Salient Object Ranking via Cyclical Perception-Viewing Interaction Modeling

Guo, Rongjin; Xu, Ke; Lau, Rynson W. H.

Salient Object Ranking via Cyclical Perception-Viewing Interaction Modeling

Rongjin Guo, Ke Xu^*, Rynson W. H. Lau^*

City University of Hong Kong
ICLR 2026
^*Corresponding authors

Overview of the cyclical perception–viewing interaction framework

We model an explicit cyclical interaction between scene understanding (perception) and attention shift (viewing), enabling iterative refinement of saliency ranks guided by evolving captions.

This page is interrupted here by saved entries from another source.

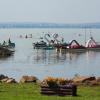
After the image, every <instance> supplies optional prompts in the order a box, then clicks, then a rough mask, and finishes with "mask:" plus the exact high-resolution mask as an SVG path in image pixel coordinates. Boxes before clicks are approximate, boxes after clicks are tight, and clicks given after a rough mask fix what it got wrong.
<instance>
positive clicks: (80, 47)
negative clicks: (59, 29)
mask: <svg viewBox="0 0 100 100" xmlns="http://www.w3.org/2000/svg"><path fill="white" fill-rule="evenodd" d="M67 51H69V52H72V51H73V52H74V51H78V52H83V51H86V47H85V46H83V45H80V44H79V43H78V42H77V41H76V40H72V41H71V42H70V43H69V45H68V46H67Z"/></svg>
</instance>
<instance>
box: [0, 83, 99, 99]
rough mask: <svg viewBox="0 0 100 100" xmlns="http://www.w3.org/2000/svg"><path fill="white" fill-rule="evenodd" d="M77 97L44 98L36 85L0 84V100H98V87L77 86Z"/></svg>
mask: <svg viewBox="0 0 100 100" xmlns="http://www.w3.org/2000/svg"><path fill="white" fill-rule="evenodd" d="M77 94H78V96H76V97H72V96H64V97H60V96H44V95H41V94H40V86H39V85H37V84H32V83H27V84H3V83H0V100H100V86H95V87H89V86H78V91H77Z"/></svg>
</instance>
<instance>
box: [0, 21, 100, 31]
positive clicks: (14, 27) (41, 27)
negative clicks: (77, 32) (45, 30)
mask: <svg viewBox="0 0 100 100" xmlns="http://www.w3.org/2000/svg"><path fill="white" fill-rule="evenodd" d="M7 28H96V29H100V23H83V24H63V23H62V24H59V23H12V22H11V23H0V29H7Z"/></svg>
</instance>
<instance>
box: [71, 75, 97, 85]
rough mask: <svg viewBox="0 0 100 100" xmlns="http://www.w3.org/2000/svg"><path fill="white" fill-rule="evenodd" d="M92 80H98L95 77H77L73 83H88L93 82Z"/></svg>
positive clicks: (79, 76) (76, 77) (74, 78)
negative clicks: (91, 81) (92, 81)
mask: <svg viewBox="0 0 100 100" xmlns="http://www.w3.org/2000/svg"><path fill="white" fill-rule="evenodd" d="M92 80H96V78H95V77H94V76H93V77H86V76H77V77H75V78H74V79H73V82H76V83H77V82H79V83H84V82H86V81H92Z"/></svg>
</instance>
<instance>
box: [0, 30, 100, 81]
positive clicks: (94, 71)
mask: <svg viewBox="0 0 100 100" xmlns="http://www.w3.org/2000/svg"><path fill="white" fill-rule="evenodd" d="M48 31H50V32H51V33H64V34H62V37H65V41H66V42H68V41H70V40H71V39H76V40H78V41H79V43H82V42H83V41H84V37H83V36H84V34H83V35H82V36H81V37H77V36H73V33H84V30H82V29H51V30H50V29H32V30H31V29H29V30H28V29H26V30H25V29H9V30H8V29H7V30H6V29H5V30H0V40H1V42H2V41H3V40H6V39H8V37H9V36H10V37H11V40H12V41H14V42H15V43H16V48H15V49H16V50H15V53H14V55H13V56H11V57H9V58H4V59H1V58H0V74H5V75H8V76H10V77H14V78H16V79H18V80H19V79H20V77H21V76H22V75H35V76H37V77H38V78H39V79H42V78H44V77H46V76H55V77H65V78H66V77H73V76H74V75H75V74H79V75H82V76H83V75H95V76H100V61H99V59H100V51H87V52H67V51H65V50H63V51H56V50H36V49H33V47H32V43H33V42H36V41H38V36H43V35H41V33H42V32H46V33H47V32H48ZM94 32H95V35H93V36H95V37H96V40H97V41H99V40H100V36H99V34H98V33H100V30H95V31H94ZM22 33H23V34H24V33H25V34H26V33H27V34H32V35H33V38H27V39H26V38H19V34H22ZM37 33H38V34H39V35H37ZM9 34H11V35H9ZM25 34H24V35H25ZM87 36H88V35H87Z"/></svg>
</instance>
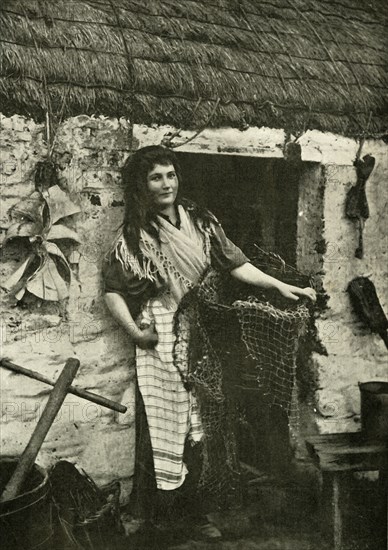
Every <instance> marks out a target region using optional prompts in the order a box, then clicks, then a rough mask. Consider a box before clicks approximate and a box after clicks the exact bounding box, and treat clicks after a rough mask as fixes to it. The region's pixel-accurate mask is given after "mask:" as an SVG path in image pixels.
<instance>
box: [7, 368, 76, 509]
mask: <svg viewBox="0 0 388 550" xmlns="http://www.w3.org/2000/svg"><path fill="white" fill-rule="evenodd" d="M79 366H80V362H79V361H78V359H73V358H71V359H68V360H67V361H66V365H65V366H64V368H63V370H62V372H61V374H60V376H59V378H58V380H57V382H56V384H55V386H54V389H53V391H52V392H51V393H50V397H49V399H48V401H47V403H46V406H45V408H44V411H43V413H42V416H41V417H40V419H39V422H38V423H37V425H36V427H35V430H34V432H33V434H32V436H31V439H30V441H29V442H28V444H27V447H26V448H25V449H24V451H23V454H22V455H21V457H20V460H19V462H18V465H17V467H16V469H15V471H14V473H13V475H12V477H11V479H10V480H9V482H8V483H7V486H6V488H5V489H4V492H3V494H2V495H1V498H0V502H4V501H5V500H11V499H12V498H15V497H16V496H17V495H18V494H19V491H20V489H21V487H22V485H23V483H24V481H25V479H26V477H27V475H28V473H29V471H30V469H31V468H32V466H33V464H34V462H35V459H36V457H37V454H38V452H39V450H40V448H41V446H42V443H43V441H44V439H45V437H46V435H47V432H48V431H49V429H50V427H51V425H52V423H53V422H54V420H55V417H56V415H57V413H58V411H59V409H60V408H61V406H62V403H63V401H64V400H65V397H66V395H67V392H68V389H69V387H70V385H71V383H72V381H73V379H74V377H75V375H76V374H77V371H78V369H79Z"/></svg>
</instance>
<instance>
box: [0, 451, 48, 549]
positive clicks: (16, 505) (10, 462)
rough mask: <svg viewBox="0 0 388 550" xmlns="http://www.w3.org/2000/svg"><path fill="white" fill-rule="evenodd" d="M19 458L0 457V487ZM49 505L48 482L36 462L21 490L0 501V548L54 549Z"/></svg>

Qualitative comparisons with SeqRank, DSGNN, PoseSOR, and our method

Qualitative comparisons on representative examples.

Abstract

Salient Object Ranking (SOR) aims to predict human attention shift across different salient objects in a scene. Although a number of methods have been proposed for the task, they typically rely on modeling the bottom-up influences of image features on attention shifts. In this work, we observe that when free-viewing an image, humans instinctively browse the objects in such a way as to maximize contextual understanding of the image. This implies a cyclical interaction between content (or story) understanding of the image and attention shift over it. Based on this observation, we propose a novel SOR approach that models this explicit top-down cognitive pathway with two novel modules: a story prediction (SP) module and a guided ranking (GR) module. By formulating content understanding as the image caption generation task, the SP module learns to generate and complete the image captions conditioned on the salient object queries of the GR module, while the GR module learns to detect salient objects and their viewing orders guided by the SP module. Extensive experiments on SOR benchmarks demonstrate that our approach outperforms state-of-the-art SOR methods.

Model Architecture

Our framework models a top-down cognitive pathway through a cyclical interaction between scene understanding (perception) and attention shift (viewing). It consists of two modules: (i) a Story Prediction (SP) module that performs caption generation/completion to capture high-level contextual understanding, and (ii) a Guided Ranking (GR) module that detects salient objects and predicts their viewing order, guided by the evolving captions from SP. The two modules are executed iteratively to refine both captions and saliency ranks.

Overview of our cyclical perception–viewing interaction modeling framework.

Results

Visual comparison between results of our method and those of eight state-of-the-art methods. Our method produces more faithful salient object ranking results.